One of the most notable races is for governor in North Carolina — must-win state for Trump that went red. Yet, Republican Governor Pat McCrory is in a nail biter photo finish to retain his seat in a state that went Republican last night. The very real threat by Democrat Roy Cooper who claimed victory Wednesday morning, though most still believe the race too close to call, is in part due to McCrory losing support among his base thanks to his approval of the controversial public private partnership (P3) toll project on Interstate-77 in Charlotte.
Citizens lost their battle in the courts and the legislature to stop the state from handing the public’s vital interstate over to the control of a private, foreign corporation in a 50-year deal.
Then, the focus turned to Governor McCrory to cancel the contract. Cooper, the current Attorney General, said in the Charlotte Business Journal in August that McCrory would have “to admit now that he cut a bad deal for North Carolina. He should stop stalling and cancel this contract that never should have been signed to begin with.” McCrory didn’t budge to his own peril.

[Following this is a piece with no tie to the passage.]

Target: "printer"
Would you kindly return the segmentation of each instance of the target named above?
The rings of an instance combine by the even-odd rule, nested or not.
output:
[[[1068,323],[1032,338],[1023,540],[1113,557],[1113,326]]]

In Florida, another must-win state that went red for Trump, former House Transportation Committee Chairman, Congressman John Mica lost his seat to newcomer Stephanie Murphy. While some blame his defeat on redistricting bringing in more minority voters to his suburban district, Mica lost touch with his base due in part to his longstanding support for toll roads, particularly P3s. Mica brought tolls to I-4 using congestion pricing, forcing drivers to pay a premium to drive during peak hours. The hidden tax hurts suburbanites harder than urban dwellers since they experience longer commutes and pay more in tolls. He failed to stop the toll bloodletting when taxpayers revolted. So the untold story in this race is about the rise of the middle class worker struggling to make ends meet amidst stagnant wages, staggering health premiums, and ever growing taxes.
In Texas, a state without which no Republican can win the White House, Dallas State Representative Kenneth Sheets also became tone deaf to his conservative base on toll roads. The Dallas-Ft.Worth metroplex is ground zero for toll managed lane projects and soon will boast the largest managed lane network in the country. Taxpayers are none too happy. Though Sheets didn’t go all-in for tolling, he cozied up to the establishment, played footsy with too many controversial bills, scored poorly on legislative report cards, and lost his base. As a result, Sheets lost his seat to Democrat Victoria Neave, who said tolls are a hidden tax and should not advance without local support.

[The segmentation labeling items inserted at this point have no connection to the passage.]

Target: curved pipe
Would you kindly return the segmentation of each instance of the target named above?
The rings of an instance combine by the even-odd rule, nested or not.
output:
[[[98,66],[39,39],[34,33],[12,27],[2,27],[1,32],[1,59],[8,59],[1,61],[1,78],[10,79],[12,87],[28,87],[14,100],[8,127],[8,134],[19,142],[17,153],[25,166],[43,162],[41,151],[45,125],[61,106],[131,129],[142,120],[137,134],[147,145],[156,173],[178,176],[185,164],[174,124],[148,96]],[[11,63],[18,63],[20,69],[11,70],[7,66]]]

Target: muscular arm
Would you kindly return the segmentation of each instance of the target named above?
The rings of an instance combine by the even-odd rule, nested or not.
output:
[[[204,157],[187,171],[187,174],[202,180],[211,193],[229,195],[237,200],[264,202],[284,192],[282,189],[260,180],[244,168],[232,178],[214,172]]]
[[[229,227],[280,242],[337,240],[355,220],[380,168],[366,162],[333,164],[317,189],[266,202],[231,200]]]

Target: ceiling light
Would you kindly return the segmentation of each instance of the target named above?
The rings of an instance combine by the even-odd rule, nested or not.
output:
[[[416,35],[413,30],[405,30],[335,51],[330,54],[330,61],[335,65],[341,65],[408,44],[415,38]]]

Now back to Mr. Trump. Days before the election, Trump announced his plan to rebuild our crumbling infrastructure without raising taxes by harnessing the private sector. Voters in these key states know that’s code for P3s and toll roads. They’re not fooled into thinking tolls are not a tax. Their pocketbooks have already been sufficiently raided enough to know the dangers of handing the sovereignty over our public roads to private for-profit companies who are given a blank check to charge punitive tolls during congested periods.
Trump’s anti-free trade message resonated because it hurt the American worker. Tolls likewise, hurt the American working class — and hard. Considering these three must-win states for a Republican president just tossed incumbents over toll projects, voters trust Mr. Trump will read the tea leaves and advance a transportation vision and policy that’s pro-freedom, pro-taxpayer, and pro-worker. Voters need to watch closely who he appoints as Transportation Secretary.

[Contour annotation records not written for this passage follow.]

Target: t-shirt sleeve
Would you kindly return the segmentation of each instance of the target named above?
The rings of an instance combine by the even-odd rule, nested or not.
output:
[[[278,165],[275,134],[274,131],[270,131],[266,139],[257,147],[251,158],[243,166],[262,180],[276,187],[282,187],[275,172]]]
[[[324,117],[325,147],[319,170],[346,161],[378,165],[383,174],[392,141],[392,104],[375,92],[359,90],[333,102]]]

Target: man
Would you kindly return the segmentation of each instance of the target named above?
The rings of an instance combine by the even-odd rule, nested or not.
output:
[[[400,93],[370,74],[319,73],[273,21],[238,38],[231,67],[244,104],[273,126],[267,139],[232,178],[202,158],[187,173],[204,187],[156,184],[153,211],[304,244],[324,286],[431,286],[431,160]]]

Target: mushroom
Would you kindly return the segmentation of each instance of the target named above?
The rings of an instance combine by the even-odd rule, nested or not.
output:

Former governors like Rick Perry made road privatization and tolls the centerpiece of his transportation policy for 14 years, and he’s vying for a position in the new Trump administration. Perry would be a disastrous choice considering Texans just elected a new Governor Greg Abbott who campaigned against toll roads and has made a marked departure from privatization. Americans expect Trump to surround himself with like-minded advisers who will set a course consistent with his campaign message. Millions will be watching and waiting.